1. A data processing system, characterized in that the system comprises: a master node, a plurality of slave nodes;

The master node is used to read the data to be processed in batches; it is also used to distribute the data to be processed to each slave node after reading each time, update the network according to the weight returned by each slave node, and update the After the last network information parameter is sent to each described slave node, read the next batch of data to be processed;

The slave node is used to perform forward and backward calculations on the received data distributed by the master node to obtain weights and return them to the master node.

2. The system of claim 1, wherein:

The master node includes two CPUs and a GPU;

The slave node includes two CPUs and two GPUs;

The master node and the slave nodes adopt a hybrid cluster system mode of CPU and GPU heterogeneous architecture.

3. The system according to claim 2, further comprising parallel distributed Luster storage:

The master node is used to read the data to be processed in batches specifically refers to:

The master node reads data in parallel from the Luster storage.

4. The system of claim 3, wherein:

The Luster storage supports multi-process or multi-thread parallel reading and writing.

5. The system of claim 4, wherein:

The remote direct data access (RDMA) method is used to receive/send data between the master node and the slave nodes.

6. The system according to any one of claims 1 to 5, characterized in that:

The slave node is configured with one IB network card, and the master node and each slave node are interconnected through an IB network;

The master node and the CPU and GPU in each node pass the PCIE3.0 standard.

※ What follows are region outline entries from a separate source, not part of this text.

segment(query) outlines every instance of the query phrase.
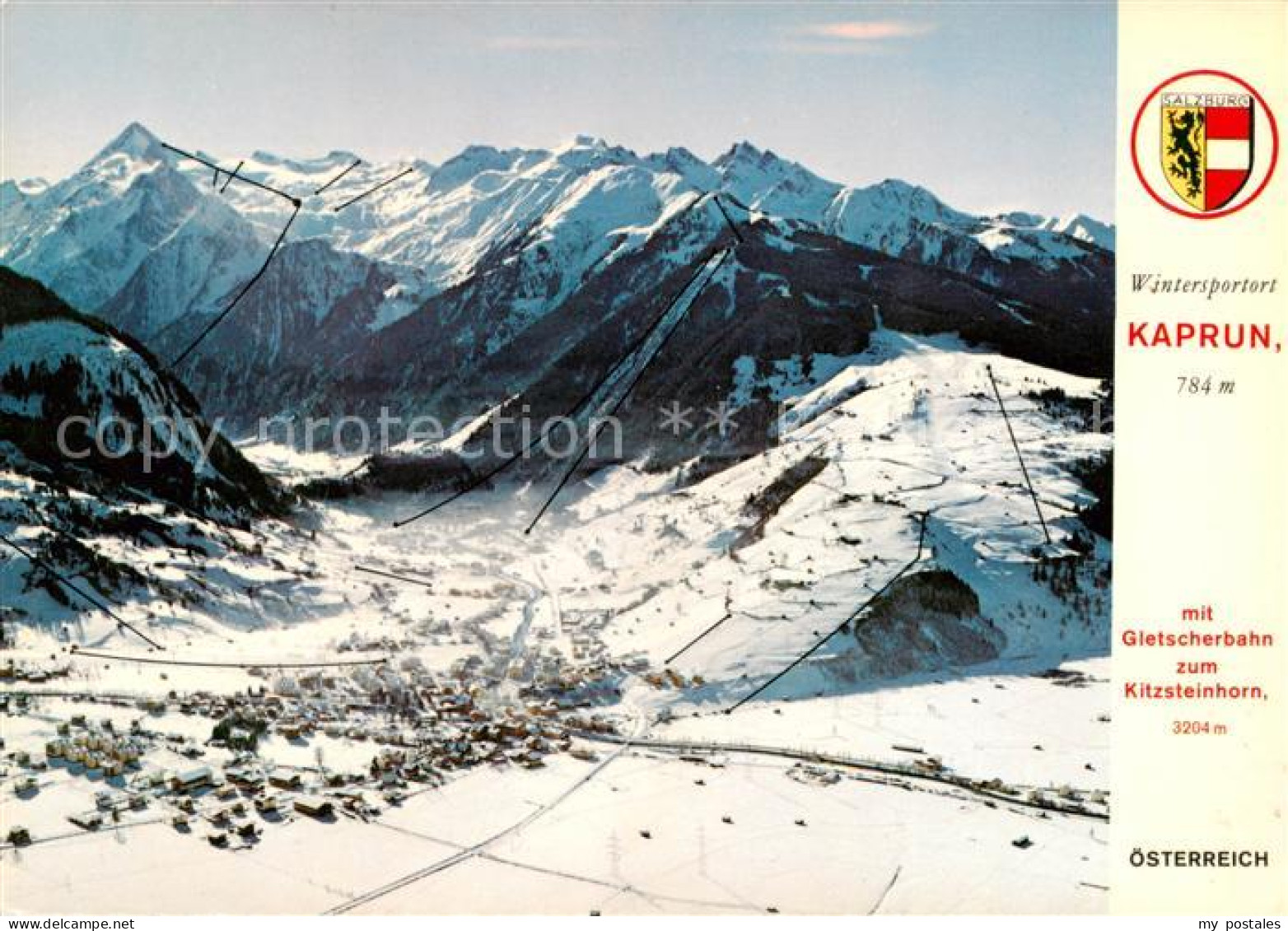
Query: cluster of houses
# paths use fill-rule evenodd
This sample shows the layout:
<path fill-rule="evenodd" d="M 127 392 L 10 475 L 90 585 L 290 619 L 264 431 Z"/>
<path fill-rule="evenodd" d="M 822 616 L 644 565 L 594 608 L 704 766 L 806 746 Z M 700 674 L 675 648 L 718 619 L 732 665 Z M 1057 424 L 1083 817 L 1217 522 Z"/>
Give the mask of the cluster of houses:
<path fill-rule="evenodd" d="M 39 685 L 54 679 L 63 679 L 68 673 L 66 662 L 30 663 L 6 659 L 0 663 L 0 682 L 31 682 Z"/>
<path fill-rule="evenodd" d="M 147 751 L 147 744 L 137 734 L 117 734 L 112 722 L 102 726 L 88 724 L 84 715 L 58 725 L 58 737 L 45 743 L 45 758 L 80 764 L 86 774 L 118 776 L 128 766 L 135 766 Z"/>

7. The system according to any one of claims 1 to 5, characterized in that:

The number of said slave nodes is not greater than 8.

8. A method for data processing, applied to the system according to any one of claims 1 to 7, characterized in that the method comprises:

Step S1, the master node reads the data to be processed and distributes it to each slave node;

Step S2, the master node receives the weights returned by the slave nodes;

Step S3, the master node updates the network according to the weights returned by the slave nodes, and sends the updated network information parameters to the slave nodes.

Step S4, after the master node sends the updated network, it checks whether there is still data to be processed, and if so, returns to S1.

9. The method of claim 8, wherein:

After the step S1, before the step S2, the method also includes:

Step S11, the GPUs of the slave nodes perform forward and backward calculations on the received data distributed by the master node according to the network information parameters to obtain weights;

The S2 includes:

The GPU of the master node receives the weights sent by the slave nodes.

10. The method according to any one of claims 8 to 9, characterized in that:

Before the step S1, the method also includes:

Step S0, the master node reads data in parallel from the parallel distributed Luster storage.